Yes, that must be why so many people are moving to the suburbs: Because life is so miserable there.

The fact is, most stay-at-home wives do so voluntarily. If they wanted to go back to the office, they could surely find childcare and do so. Most working parents accept their commute. If they thought it was too lengthy, they’d sell their house and move closer to work. And it’s safe to say that, no matter where they are, teenagers will always complain about being bored.

But life in the suburbs is said to be bad for more than our mental health; it’s supposedly inflating our waistlines as well. The Times report also lamented that in the ’burbs, “There is often simply no sidewalk, forcing some suburbanites to put on their running shoes and pedometers inside giant malls, clocking miles as they pass the various cookie stands, ice cream shops and bagel makers.”

Imagine that. We suburbanites are so soft and weak that we can’t resist the lure of a Cinnabon as we power walk in the mall. Yet somehow, Manhattan residents manage to walk past a Starbucks on every block without ducking in for a muffin. Maybe there’s something about city life that just makes you stronger.

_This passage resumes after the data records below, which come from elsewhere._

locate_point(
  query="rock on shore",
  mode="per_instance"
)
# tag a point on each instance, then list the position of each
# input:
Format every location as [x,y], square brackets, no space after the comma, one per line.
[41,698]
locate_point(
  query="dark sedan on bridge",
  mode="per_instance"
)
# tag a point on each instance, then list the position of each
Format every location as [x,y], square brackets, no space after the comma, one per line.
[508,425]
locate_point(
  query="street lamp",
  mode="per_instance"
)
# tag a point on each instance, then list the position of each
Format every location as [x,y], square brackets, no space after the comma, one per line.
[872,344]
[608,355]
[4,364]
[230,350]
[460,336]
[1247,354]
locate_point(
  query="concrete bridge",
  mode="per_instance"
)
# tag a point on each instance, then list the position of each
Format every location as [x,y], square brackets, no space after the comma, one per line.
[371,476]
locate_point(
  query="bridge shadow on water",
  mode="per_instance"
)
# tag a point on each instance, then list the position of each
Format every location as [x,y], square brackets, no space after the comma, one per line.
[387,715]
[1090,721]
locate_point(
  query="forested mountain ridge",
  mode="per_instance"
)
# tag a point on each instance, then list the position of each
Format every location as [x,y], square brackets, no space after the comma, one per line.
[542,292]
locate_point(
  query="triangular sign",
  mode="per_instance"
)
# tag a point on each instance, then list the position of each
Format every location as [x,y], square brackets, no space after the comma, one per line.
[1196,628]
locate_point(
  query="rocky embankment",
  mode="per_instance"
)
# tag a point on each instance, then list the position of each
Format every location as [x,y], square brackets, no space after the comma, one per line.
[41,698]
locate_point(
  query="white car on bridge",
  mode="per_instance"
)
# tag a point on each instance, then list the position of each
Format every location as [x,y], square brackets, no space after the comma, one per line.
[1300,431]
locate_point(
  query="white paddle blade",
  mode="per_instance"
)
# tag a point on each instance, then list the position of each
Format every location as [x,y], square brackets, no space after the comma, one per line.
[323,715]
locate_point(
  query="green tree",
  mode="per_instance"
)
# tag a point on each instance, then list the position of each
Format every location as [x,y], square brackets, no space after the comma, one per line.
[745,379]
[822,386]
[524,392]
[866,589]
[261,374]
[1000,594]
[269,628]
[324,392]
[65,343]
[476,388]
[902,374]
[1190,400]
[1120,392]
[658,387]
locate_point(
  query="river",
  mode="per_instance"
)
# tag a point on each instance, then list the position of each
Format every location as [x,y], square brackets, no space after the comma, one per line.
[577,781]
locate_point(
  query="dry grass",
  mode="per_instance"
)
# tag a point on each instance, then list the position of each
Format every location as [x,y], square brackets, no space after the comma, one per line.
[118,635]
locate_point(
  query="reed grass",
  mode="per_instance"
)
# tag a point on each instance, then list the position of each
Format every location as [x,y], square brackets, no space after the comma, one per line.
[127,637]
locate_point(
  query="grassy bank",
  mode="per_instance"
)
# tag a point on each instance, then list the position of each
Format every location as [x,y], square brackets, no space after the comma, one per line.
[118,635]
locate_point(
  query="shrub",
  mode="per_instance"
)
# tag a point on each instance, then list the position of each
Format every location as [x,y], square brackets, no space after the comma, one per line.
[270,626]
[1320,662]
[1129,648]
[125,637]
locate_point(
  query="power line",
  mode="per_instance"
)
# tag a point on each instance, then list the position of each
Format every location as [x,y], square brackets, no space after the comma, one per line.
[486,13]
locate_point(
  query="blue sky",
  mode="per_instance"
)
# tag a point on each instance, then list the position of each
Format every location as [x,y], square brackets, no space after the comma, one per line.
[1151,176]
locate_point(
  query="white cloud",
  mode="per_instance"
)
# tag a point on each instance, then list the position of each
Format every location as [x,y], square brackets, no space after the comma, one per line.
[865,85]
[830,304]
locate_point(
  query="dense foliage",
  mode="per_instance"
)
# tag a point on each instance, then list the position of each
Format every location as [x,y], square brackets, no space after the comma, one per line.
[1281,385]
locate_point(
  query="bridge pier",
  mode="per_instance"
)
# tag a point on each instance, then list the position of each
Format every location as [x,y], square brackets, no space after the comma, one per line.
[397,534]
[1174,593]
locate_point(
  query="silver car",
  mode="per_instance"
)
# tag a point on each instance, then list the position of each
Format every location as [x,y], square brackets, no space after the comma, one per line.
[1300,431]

Studies like this simply ignore the obvious: People live in the suburbs because they like it there. They could choose to live in a city, where often they would be closer to work and could walk to stores and shops. But they prefer the safety, security and affordability of suburban life.

Urban planners and health specialists can spin the data any way they want. They can tell us we’re unhappy and unhealthy because of where we live. But many of us have voted with our feet. We’re happy in the ’burbs, and we’re staying put.

To paraphrase the great Charlton Heston: “Dr. Jackson, you can pry my lawnmower out of my cold, dead hand.”